Бенедикт нахмурился. Да, он знал, но не собирался спускать Норрису всякие дешевые инсинуации. Чарльз Бенедикт Тауэрс был его сыном, и никто, даже Норрис, не имел права отзываться о нем с сарказмом.

— Чарльз хорошо справляется в Лондонском филиале. Поживем — увидим.

Его сухой тон ясно давал понять, что обсуждение вопроса закрыто. Норрис согласится на дивиденды, когда узнает, о какой сумме идет речь. Прежде всего жадная супруга Норриса не позволит мужу отказаться.

Бенедикту не терпелось перейти к следующей проблеме, и он толкнул через стол черного дерева большой, цветной рекламный разворот.

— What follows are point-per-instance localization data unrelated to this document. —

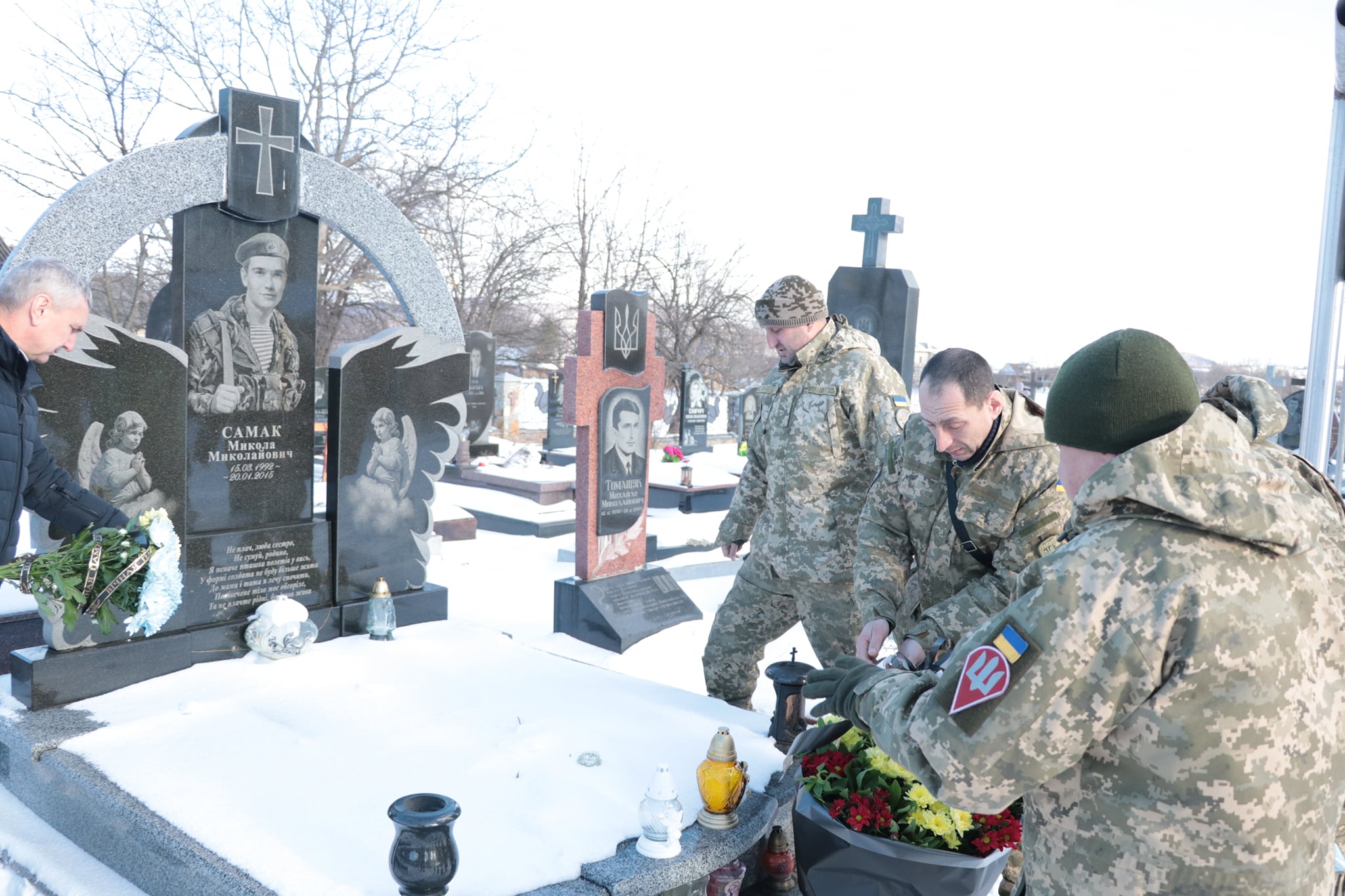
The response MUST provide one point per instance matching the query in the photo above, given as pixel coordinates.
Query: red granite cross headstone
(617, 354)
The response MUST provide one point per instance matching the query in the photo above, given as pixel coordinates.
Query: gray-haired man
(43, 305)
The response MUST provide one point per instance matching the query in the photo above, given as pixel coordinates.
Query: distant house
(1199, 366)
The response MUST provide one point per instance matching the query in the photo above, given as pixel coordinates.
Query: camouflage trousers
(762, 608)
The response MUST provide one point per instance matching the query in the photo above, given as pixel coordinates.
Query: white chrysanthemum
(162, 591)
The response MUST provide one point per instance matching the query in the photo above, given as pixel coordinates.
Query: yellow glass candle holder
(722, 781)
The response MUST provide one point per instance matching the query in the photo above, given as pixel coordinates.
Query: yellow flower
(921, 796)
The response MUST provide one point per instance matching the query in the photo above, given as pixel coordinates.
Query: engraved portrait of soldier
(625, 440)
(242, 356)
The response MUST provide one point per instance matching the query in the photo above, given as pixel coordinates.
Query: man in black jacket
(43, 305)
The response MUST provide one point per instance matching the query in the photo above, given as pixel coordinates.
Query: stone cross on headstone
(263, 168)
(613, 364)
(876, 224)
(267, 141)
(879, 300)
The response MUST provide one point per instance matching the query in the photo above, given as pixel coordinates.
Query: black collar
(14, 364)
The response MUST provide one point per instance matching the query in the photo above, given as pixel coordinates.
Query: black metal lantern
(789, 677)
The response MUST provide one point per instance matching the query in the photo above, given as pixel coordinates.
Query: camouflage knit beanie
(1121, 391)
(791, 301)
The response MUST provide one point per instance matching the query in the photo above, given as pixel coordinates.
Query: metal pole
(1320, 390)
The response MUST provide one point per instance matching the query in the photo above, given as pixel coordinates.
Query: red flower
(996, 832)
(833, 761)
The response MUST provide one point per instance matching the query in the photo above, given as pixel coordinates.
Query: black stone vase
(424, 855)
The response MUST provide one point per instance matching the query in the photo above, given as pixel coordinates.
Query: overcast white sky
(1064, 168)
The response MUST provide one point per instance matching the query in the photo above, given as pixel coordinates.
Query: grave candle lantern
(722, 781)
(789, 677)
(381, 616)
(661, 819)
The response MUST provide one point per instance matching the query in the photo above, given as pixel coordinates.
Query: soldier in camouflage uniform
(225, 371)
(1166, 691)
(826, 414)
(914, 575)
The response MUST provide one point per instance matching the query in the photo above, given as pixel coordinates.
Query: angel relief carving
(116, 471)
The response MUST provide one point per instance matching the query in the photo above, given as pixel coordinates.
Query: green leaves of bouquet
(133, 570)
(862, 788)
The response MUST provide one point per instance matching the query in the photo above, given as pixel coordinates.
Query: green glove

— То, что делает этот парень у Ревсона, довольно интересно, а? «Лед» и «Пламя» — новые названия довольно распространенных оттенков помады и лака для ногтей, но они преподнесены таким вот необычным образом, как нечто чувственное и соблазнительное. Во всяком случае, соблазнительное для меня, но привлечет ли это женщин? Полагаю, да. Мне это нравится. Уверен, что успех гарантирован. И все-таки скорее он, чем я.

— Аналитики типа Грейдона и Финстайна, — резко возразил Норрис, — называют производство косметики залогом стабильности, который переживет любой экономический кризис, но меня не проведешь. Женщины слишком непостоянны. Им всегда нужны мыло и стиральные порошки, но я не перестаю изумляться, с какой скоростью они меняют свое мнение насчет всей той дряни, которой они мажут лицо.